In a statement, Alcatel and Lucent, which already engaged in failed merger negotiations five years ago, claimed to be discussing a “merger of equals”.
But people close to the discussions said the final structure of any transaction was more likely to involve a takeover of Lucent by Alcatel, which would value the US group at about $13bn. Alcatel’s market value is close to $20bn.
The proposed new union of Lucent and Alcatel comes after years of speculation that a wave of consolidation may be about to hit the telecoms equipment industry, which has been slowly recovering from its woes in the wake of the bursting of the internet and telecoms bubbles.
Pressure for the two companies to engage in fresh talks may have been heightened by the latest round of mergers among some of their largest clients, the big telephone companies.

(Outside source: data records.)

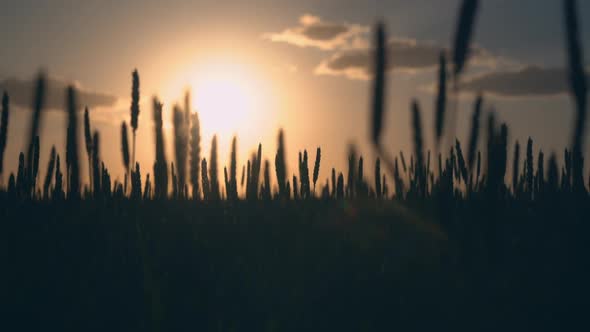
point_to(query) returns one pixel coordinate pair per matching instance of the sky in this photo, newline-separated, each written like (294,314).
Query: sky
(257,66)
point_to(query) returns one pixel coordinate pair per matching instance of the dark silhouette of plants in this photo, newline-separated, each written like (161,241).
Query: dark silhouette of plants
(134,109)
(441,99)
(88,142)
(316,167)
(72,145)
(49,173)
(195,155)
(181,127)
(125,152)
(96,170)
(160,164)
(281,167)
(213,180)
(4,117)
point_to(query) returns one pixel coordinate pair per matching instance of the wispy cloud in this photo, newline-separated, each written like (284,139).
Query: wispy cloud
(21,91)
(528,81)
(404,55)
(312,31)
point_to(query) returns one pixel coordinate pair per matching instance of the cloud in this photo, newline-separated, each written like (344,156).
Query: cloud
(529,81)
(313,32)
(21,92)
(404,55)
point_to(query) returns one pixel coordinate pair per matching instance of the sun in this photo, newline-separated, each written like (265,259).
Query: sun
(223,99)
(229,97)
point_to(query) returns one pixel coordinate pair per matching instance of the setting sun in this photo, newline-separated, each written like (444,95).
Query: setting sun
(229,97)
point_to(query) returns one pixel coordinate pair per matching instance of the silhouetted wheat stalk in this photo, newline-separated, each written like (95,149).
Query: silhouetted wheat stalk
(125,153)
(578,87)
(195,154)
(72,145)
(134,109)
(4,117)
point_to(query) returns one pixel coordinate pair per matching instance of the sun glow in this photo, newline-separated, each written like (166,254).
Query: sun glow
(229,98)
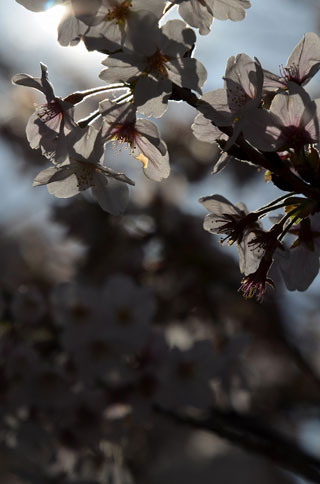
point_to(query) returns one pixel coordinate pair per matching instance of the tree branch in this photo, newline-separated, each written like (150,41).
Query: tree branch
(249,434)
(270,161)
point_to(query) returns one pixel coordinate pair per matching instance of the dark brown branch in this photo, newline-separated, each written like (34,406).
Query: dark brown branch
(269,161)
(249,434)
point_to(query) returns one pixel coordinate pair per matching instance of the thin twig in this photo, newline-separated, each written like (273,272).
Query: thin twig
(249,434)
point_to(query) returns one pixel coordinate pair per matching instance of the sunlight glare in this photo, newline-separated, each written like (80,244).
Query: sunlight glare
(48,21)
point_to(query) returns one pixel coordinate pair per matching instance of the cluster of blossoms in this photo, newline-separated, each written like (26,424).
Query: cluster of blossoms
(81,362)
(259,117)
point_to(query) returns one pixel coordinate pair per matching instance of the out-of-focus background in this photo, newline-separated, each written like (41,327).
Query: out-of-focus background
(76,397)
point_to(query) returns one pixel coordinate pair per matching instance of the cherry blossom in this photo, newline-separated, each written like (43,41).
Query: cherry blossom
(141,136)
(152,59)
(302,65)
(84,169)
(48,127)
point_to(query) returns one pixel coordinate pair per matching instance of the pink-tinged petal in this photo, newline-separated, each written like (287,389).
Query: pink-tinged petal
(244,73)
(197,15)
(121,69)
(204,130)
(229,9)
(155,160)
(219,205)
(187,72)
(115,114)
(111,194)
(70,30)
(272,81)
(39,5)
(304,61)
(178,38)
(249,255)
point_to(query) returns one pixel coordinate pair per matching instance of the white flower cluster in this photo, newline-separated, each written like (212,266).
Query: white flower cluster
(265,119)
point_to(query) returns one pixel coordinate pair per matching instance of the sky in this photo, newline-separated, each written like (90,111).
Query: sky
(269,32)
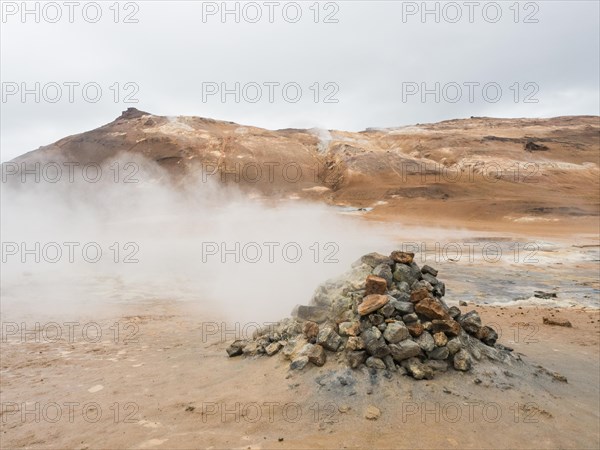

This month, AT&T made its latest acquisition when it agreed to acquire BellSouth, its US peer, for $66bn.
The ability of Lucent and Alcatel to successfully carry their proposed merger to term could represent a key test of the environment for cross-border and transatlantic dealmaking.
Issues over corporate culture and control already soured the last round of discussions between the two companies in 2001, and since then relations between the US and France have taken a turn for the worst.
In pursuing Lucent, Alcatel is coveting the company’s recognition and business in the US, as well as its CDMA wireless technology, which serves customers such as Sprint Nextel and Verizon Wireless.
Shares in Lucent had jumped 9.2 per cent to $3.08 by early afternoon in New York, while US-listed shares of Alcatel were slightly higher, up 5 cents at $15.50, down from initial highs above $16.
Meanwhile, shares in Thales, the French defence company, rose 4.8 per cent to €37.72 on speculation that Alcatel might sell its stake.